The primitive types are defined to have an explicit range and mathematical behavior.
Languages such as C and C++ allow the size of an integer to vary based upon the dictates
of the execution environment. However, Java is different. Because of Java’s portability
requirement, all data types have a strictly defined range. For example, an int is always 32 bits,
regardless of the particular platform. This allows programs to be written that are guaranteed
to run without porting on any machine architecture. While strictly specifying the size of an
integer may cause a small loss of performance in some environments, it is necessary in order
to achieve portability.
Let’s look at each type of data in turn.
Integers
Java defines four integer types: byte, short, int, and long. All of these are signed, positive
and negative values. Java does not support unsigned, positive-only integers. Many other
computer languages support both signed and unsigned integers. However, Java’s designers
felt that unsigned integers were unnecessary. Specifically, they felt that the concept of unsigned
was used mostly to specify the behavior of the high-order bit, which defines the sign of an integer
value. Java manages the meaning of the high-order bit differently,
by adding a special “unsigned right shift” operator. Thus, the need for an unsigned integer type
was eliminated.
Type of integer:
byte
The smallest integer type is byte. This is a signed 8-bit type that has a range from –128 to 127.

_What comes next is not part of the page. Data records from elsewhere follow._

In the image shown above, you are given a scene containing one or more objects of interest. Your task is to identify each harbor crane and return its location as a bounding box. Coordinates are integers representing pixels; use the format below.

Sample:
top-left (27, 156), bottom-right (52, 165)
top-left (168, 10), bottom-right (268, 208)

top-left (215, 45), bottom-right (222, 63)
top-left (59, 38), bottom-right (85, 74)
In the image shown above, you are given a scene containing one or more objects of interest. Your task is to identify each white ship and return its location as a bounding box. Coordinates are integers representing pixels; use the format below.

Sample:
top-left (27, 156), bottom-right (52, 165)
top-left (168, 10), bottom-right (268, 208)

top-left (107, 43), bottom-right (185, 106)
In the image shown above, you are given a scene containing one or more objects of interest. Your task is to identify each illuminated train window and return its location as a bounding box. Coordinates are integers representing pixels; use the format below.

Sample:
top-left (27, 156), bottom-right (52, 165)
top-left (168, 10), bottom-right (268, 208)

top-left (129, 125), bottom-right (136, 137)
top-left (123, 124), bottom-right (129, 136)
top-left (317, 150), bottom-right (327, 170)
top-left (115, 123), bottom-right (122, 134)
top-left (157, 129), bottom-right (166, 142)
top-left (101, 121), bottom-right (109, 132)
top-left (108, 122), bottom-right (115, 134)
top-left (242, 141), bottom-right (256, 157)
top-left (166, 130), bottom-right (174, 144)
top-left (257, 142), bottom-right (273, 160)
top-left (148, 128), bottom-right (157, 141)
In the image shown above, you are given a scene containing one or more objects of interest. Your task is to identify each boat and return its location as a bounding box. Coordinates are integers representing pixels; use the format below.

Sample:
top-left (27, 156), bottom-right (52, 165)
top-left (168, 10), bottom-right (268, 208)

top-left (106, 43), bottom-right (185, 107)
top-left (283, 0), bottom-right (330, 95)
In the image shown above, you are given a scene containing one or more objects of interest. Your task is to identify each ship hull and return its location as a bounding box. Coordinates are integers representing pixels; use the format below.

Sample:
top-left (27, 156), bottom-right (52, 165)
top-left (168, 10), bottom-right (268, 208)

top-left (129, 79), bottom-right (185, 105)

Variables of type byte are especially useful when you’re working with a stream of data from
a network or file. They are also useful when you’re working with raw binary data that may
not be directly compatible with Java’s other built-in types.
Byte variables are declared by use of the byte keyword. For example, the following
declares two byte variables called b and c:
byte b, c;
short
short is a signed 16-bit type. It has a range from –32,768 to 32,767. It is probably the least-used
Java type. Here are some examples of short variable declarations:
short s;
short t;
int
The most commonly used integer type is int. It is a signed 32-bit type that has a range
from –2,147,483,648 to 2,147,483,647. In addition to other uses, variables of type int are
commonly employed to control loops and to index arrays. Although you might think that
using a byte or short would be more efficient than using an int in situations in which the
larger range of an int is not needed, this may not be the case. The reason is that when byte
and short values are used in an expression they are promoted to int when the expression is
evaluated. (Type promotion is described later in this chapter.) Therefore, int is often the best
choice when an integer is needed.
long
long is a signed 64-bit type and is useful for those occasions where an int type is not large
enough to hold the desired value. The range of a long is quite large. This makes it useful
when big, whole numbers are needed. For example, here is a program that computes the
number of miles that light will travel in a specified number of days.
Floating-Point Types
float
The type float specifies a single-precision value that uses 32 bits of storage. Single precision is
faster on some processors and takes half as much space as double precision, but will become
imprecise when the values are either very large or very small. Variables of type float are useful
when you need a fractional component, but don’t require a large degree of precision. For
example, float can be useful when representing dollars and cents.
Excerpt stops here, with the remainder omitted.